WELL SERVICING CONSTRAINTS

With many of the nation's service rigs already busy, Association of Oilwell Servicing Contractors (AOSC) contends slowing declines in U.S. oil production is the best that can be hoped for the next 6 months to 1 year.

AOSC Pres. Max Emmert said the only possible way to quickly increase U.S. oil production involves reperforating, fracturing, or acidizing wells.

He said many wells are available as good candidates for stimulation treatments. With oil prices nearly double those of a month ago, workover costs would pay out twice as quickly.

But since January, many producers already had begun returning to production marginal stripper wells shut in because of minor lift problems that could be solved quickly, Emmert said.

That in turn already is limiting the number of service rigs available for stimulations, he said.

According to AOSC surveys, 61% of U.S. service rigs are working, or 3,522 of 5,733 rigs available.

However, there continues to be a shortage of trained crews, Emmert said.

Service rigs in California and West Texas are near 100% utilization for the number of hands available, he said.

"At most, 4,000 service rigs could be manned nationwide," Emmert said.

He thinks an oil price of $20/bbl would be enough to encourage operators to continue working over wells.

"Stable prices of $22-25/bbl would stimulate drilling," he said.

DRILLING RIG CONSTRAINTS

However, even if oil producers had enough ready cash, damage to the U.S. industry infrastructure and a shortage of trained personnel will limit drilling increases the next 18 months, according to International Association of Drilling Contractors (IADC).

IADC Pres.
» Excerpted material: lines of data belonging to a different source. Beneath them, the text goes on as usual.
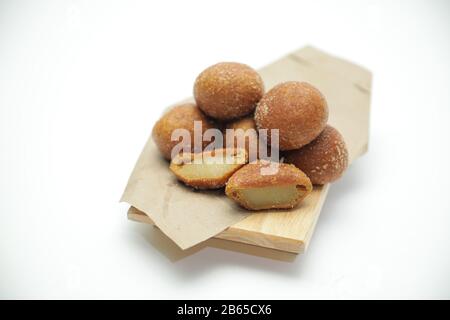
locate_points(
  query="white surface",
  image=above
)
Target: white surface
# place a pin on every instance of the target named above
(81, 84)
Jim Day estimated drilling contractors would begin running out of experienced hands if the number of active rigs reached a level of 1,100-1,200.

Day said the supply infrastructure in the U.S. has deteriorated to the extent that delivery of 5 in. drill pipe and heavy rig components takes 8 weeks and new mud pumps 12-14 weeks.

Confidence among U.S. producers has been severely shaken by low oil prices and fears of oversupply on world markets ahead of the crisis, he noted.

"We don't have the infrastructure or the mindset needed for a substantial activity increase in the U.S. near term," he said. "I just don't see it occurring overnight."

Joe McMahon, president of the National Stripper Well Association (NSWA), said most of the 17,000 stripper wells plugged yearly since 1985 are lost permanently.

"A few producers might have gotten an exemption to shut them in without plugging, but we don't have any figures on what could be increased," McMahon said.

McMahon blasted the federal government for failing to enact a cohesive national energy policy since the Arab oil embargo in 1973-74.

"It has resulted in the dismantling of the domestic oil and gas industry," he said.